June 7, 1999
By José Antonio Fornaris, Cuba Truth
HAVANA - The people of Cuba, according to the new foreign minister and the state news media, have initiated a lawsuit against the government of the United States for human damages.
At the same time as the news was announced, the Central Committee of the Communist Party said: "To inform the Cuban people, Granma is publishing today a special supplement with the entire text of this transcendental suit." That is, those who launched the suit didn't know they were the plaintiffs.
The suit was presented before the courts by eight organizations that respond to the government, although they're NGOs. The claim is for 181. 1 billion American dollars for damages caused by the deaths of 3,478 Cubans and injuries to another 2,099, presumably all victims of aggression by the United States in its attempt to destroy the Cuban revolution.
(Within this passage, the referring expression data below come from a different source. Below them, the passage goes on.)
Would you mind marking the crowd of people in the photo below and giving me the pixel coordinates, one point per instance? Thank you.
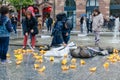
(60, 31)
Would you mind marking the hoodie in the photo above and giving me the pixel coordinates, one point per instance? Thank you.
(5, 26)
(97, 22)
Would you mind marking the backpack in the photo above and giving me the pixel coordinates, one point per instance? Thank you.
(69, 24)
(4, 30)
(83, 52)
(50, 20)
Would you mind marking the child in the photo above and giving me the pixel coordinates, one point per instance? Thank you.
(29, 28)
(5, 29)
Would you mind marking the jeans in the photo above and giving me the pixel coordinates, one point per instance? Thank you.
(4, 43)
(97, 37)
(15, 27)
(66, 39)
(26, 39)
(49, 27)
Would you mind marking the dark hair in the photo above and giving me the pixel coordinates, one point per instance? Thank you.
(29, 12)
(4, 10)
(96, 10)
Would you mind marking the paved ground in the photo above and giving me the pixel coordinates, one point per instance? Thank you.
(53, 71)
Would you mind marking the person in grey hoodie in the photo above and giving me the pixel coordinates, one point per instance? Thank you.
(97, 24)
(5, 29)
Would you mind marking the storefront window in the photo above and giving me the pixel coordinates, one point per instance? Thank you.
(70, 10)
(115, 7)
(91, 5)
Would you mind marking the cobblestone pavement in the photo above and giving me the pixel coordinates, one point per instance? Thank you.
(53, 71)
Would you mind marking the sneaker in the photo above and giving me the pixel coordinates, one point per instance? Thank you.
(23, 47)
(6, 61)
(33, 47)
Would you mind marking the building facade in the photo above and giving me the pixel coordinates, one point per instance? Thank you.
(76, 8)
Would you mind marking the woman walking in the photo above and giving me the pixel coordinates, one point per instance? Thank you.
(5, 29)
(29, 28)
(97, 24)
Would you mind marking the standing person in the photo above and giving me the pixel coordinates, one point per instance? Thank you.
(5, 29)
(30, 28)
(46, 24)
(97, 24)
(40, 24)
(117, 26)
(90, 24)
(14, 23)
(50, 21)
(66, 30)
(84, 26)
(81, 24)
(57, 32)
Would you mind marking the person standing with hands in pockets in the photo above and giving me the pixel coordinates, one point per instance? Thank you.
(97, 24)
(5, 29)
(29, 28)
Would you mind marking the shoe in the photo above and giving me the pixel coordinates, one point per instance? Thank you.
(23, 47)
(6, 61)
(33, 47)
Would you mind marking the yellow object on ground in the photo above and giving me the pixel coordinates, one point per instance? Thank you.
(106, 65)
(73, 61)
(73, 66)
(82, 62)
(52, 58)
(42, 69)
(64, 67)
(64, 62)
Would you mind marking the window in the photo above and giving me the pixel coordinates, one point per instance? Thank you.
(92, 3)
(70, 3)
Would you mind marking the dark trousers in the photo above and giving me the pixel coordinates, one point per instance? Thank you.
(89, 27)
(49, 27)
(66, 39)
(4, 43)
(15, 27)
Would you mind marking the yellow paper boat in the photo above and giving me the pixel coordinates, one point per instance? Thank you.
(36, 66)
(65, 55)
(73, 66)
(82, 62)
(64, 62)
(64, 67)
(42, 69)
(18, 62)
(51, 58)
(106, 65)
(73, 61)
(93, 69)
(8, 55)
(40, 60)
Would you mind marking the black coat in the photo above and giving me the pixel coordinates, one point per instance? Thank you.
(28, 25)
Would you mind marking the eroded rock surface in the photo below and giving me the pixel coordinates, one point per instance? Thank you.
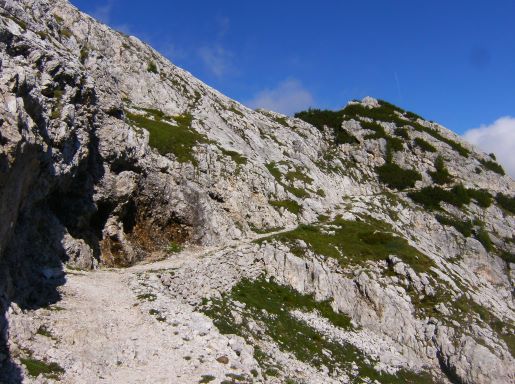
(381, 248)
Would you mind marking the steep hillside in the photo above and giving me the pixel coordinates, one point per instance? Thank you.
(337, 246)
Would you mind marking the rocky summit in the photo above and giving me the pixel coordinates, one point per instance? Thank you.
(152, 230)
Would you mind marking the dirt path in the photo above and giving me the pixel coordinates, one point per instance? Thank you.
(102, 332)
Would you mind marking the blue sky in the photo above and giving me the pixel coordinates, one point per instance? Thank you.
(449, 61)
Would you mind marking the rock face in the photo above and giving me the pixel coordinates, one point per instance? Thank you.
(110, 155)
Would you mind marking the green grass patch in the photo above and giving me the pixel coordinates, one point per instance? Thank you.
(378, 129)
(396, 177)
(206, 379)
(290, 205)
(424, 145)
(291, 176)
(65, 32)
(493, 166)
(235, 156)
(321, 117)
(431, 197)
(354, 243)
(332, 119)
(462, 226)
(152, 67)
(482, 197)
(433, 132)
(271, 304)
(441, 175)
(298, 174)
(147, 297)
(506, 202)
(235, 111)
(178, 139)
(274, 171)
(484, 238)
(401, 132)
(174, 247)
(38, 367)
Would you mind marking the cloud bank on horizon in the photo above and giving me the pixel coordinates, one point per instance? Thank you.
(288, 97)
(499, 138)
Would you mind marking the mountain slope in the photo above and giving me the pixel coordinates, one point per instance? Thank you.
(395, 235)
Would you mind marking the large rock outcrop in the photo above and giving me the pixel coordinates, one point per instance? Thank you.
(110, 155)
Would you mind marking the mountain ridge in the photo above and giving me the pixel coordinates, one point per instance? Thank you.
(121, 157)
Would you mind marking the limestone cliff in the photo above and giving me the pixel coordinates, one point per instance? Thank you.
(384, 239)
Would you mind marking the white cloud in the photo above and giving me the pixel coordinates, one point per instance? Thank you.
(217, 59)
(288, 97)
(103, 12)
(499, 138)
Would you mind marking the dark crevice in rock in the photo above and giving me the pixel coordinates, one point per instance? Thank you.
(448, 371)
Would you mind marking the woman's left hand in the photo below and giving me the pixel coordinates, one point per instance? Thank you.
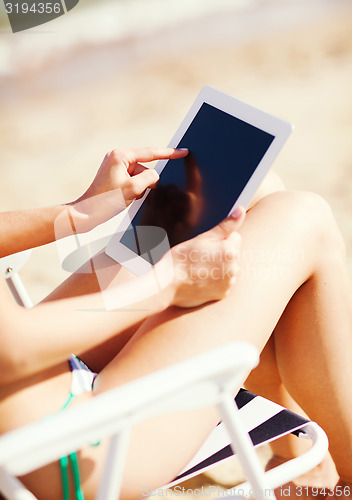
(119, 181)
The suit seeks $40 million for each death and $20 million for each injury victim. Well, if the United States agrees to pay this money there'll be a lot of millionaires in Cuba. What's not clear in this suit is if the money is to be paid to the relatives of the victims. Maybe they'll treat the Cubans, the owners of the country, like they do foreigners and give them an opportunity to invest this money in their own businesses or in partnership with the government of Fidel Castro.
This latest "noise" introduced in the defective communication link that exists between Cuba and the United States is good for one thing. It tells the Cubans that it's possible to sue a government. Perhaps it will occur to someone, for example, to sue the Cuban government for the deaths of thousands of Cubans in foreign wars or for damage caused to the Cuban culture or the imposition of a foreign ideology. Or for the deaths of an indeterminate number of compatriots who have lost their lives in the seas which surround the island, fleeing from a political system that had condemned them to live without freedom.
On the other hand, this suit against the government of the United States is very bad. It's not high politics, or at least a policy seeking solutions. More so after Fidel Castro declared that the decision of Miami judge Lawrence King ordering the government of Cuba to pay $187 million for the deaths of four Brothers to the Rescue pilots would not go unanswered.
I believe that no one here thinks that the United States is going to pay a single cent of this suit. That there's an immigration agreement under which the U.S. Coast Guard enters Cuban ports to return the miserable people intercepted at sea, that there's been a baseball game between Cuban and Baltimore players, doesn't mean that a U.S. government, even though it's democratic, is going to pay $181.1 billion dollars in damages. At the end of this new mess, besides distracting momentarily people's attention, the only thing that will be shown is that the United States doesn't care what the Cuban government does in this case, and that the personal vanity of some people will be even more affected.